You Picked A Fine Time to Leave me Lucille....

I always felt sorry for Lucille.
posted by Kitty Cornered at 12:01 PM on December 20, 2011

The version of The Titanic that we sang when I was a kid had accumulated layers of these extra lyrics. The linked version has most of them, but you get the sense that the kids who are doing it don't even really have a clear sense of which are the "main" lyrics and which are the "extra" ones. It's all just become part of the song — which was my experience of it too. I was actually sort of shocked to hear an earlier version as an adult and realize that there was a perfectly respectable folk song under all that extraneous wacky shit.

Also, this isn't an extra lyric, but any time you hear "It's the End of the World as we Know It," you are morally obligated to stop what you're doing and shout LEONARD BERNSTEIN at the appropriate moment.
posted by nebulawindphone at 12:08 PM on December 20, 2011 [3 favorites]

Gah. Looking back, I see Miko already mentioned the Titanic song.
posted by nebulawindphone at 12:08 PM on December 20, 2011

Came in to mention the Angels' "Am I Ever Gonna See Your Face Again?", saw it's already been mentioned, will instead post this Youtube video with the very cheerful audience participation. Very late 70s Aussie pub rock.

Enjoyed taking my mum to a State of Origin football match where some band did a cover of the song, and watching mum's horrified expression when she realised what the crowd of 50000 was singing in reply.
posted by chronic sublime at 3:54 PM on December 20, 2011

Response by poster: Appreciate all of the answers and the examples.

I like slkinsey's "interpolated parenthetical lyrics" ultimately the best, but antiphon is intriguing (and a word I'll stick in my back of my noggin if nothing else).
posted by RyanAdams at 4:33 PM on December 20, 2011

The Squirrel Nut Zippers kind of do both in "Put A Lid On It": there's a written-in call-and-response through most of the song that kind of breaks down at the end into something that feels more ad-libbed.

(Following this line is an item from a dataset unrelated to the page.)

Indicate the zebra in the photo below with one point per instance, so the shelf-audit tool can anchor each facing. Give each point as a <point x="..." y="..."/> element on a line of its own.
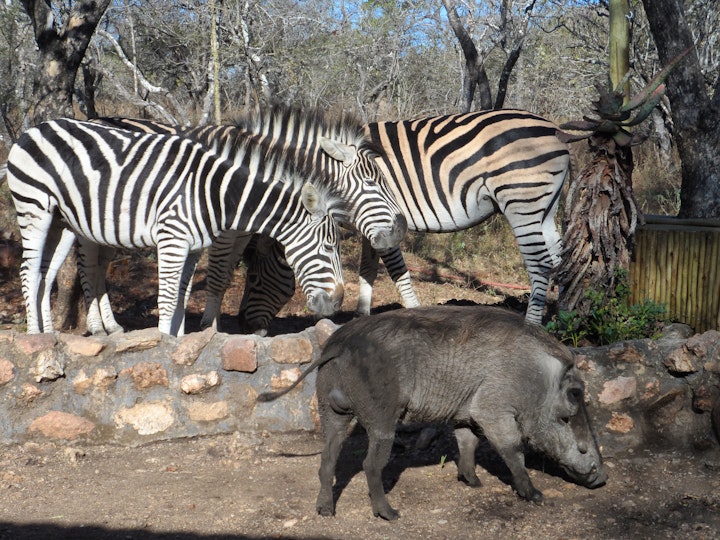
<point x="335" y="148"/>
<point x="448" y="173"/>
<point x="110" y="188"/>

In fact, I'd probably call the interpolations "ad libs" speaking about them casually. It doesn't quite fit with the standard understanding of "ad-libbing", in that these responses have developed a common tradition behind them, but they are invoked more or less spontaneously, and possibly originated in ad-libbing/riffing/goofing around on the lyrics.
posted by EvaDestruction at 5:04 PM on December 20, 2011 [1 favorite]

Love that version, nebulawindphone. My camp didn't have quite that many add-ins for that one. But we did have another song that began with the crazy "Oooohhh" arms.
posted by Miko at 7:37 PM on December 20, 2011

I was also coming in to mention The Angels! Australian friends told me that this was a customary audience interaction with this song. The term "Iconic Live Audience Chorus" seems to sum it up pretty well.
posted by bendy at 9:05 PM on December 20, 2011

Sadly, this is now a staple at children's birthday parties:

"Happy birthday to you ... CHA CHA CHA ... Happy birthday to you ... CHA CHA CHA ... Happy BIRTHDAY, dear Shallow Center ... CHA CHA CHA ... Happy birthday to you ... CHA CHA CHA."
posted by shallowcenter at 3:30 AM on December 21, 2011

And there was the true call-and-response of Cab Calloway's Minnie the Moocher

posted by Billiken at 12:57 PM on December 21, 2011 [1 favorite]

I think the word you're looking for is interjection. That's what I'd call all of those from a grammatical standpoint.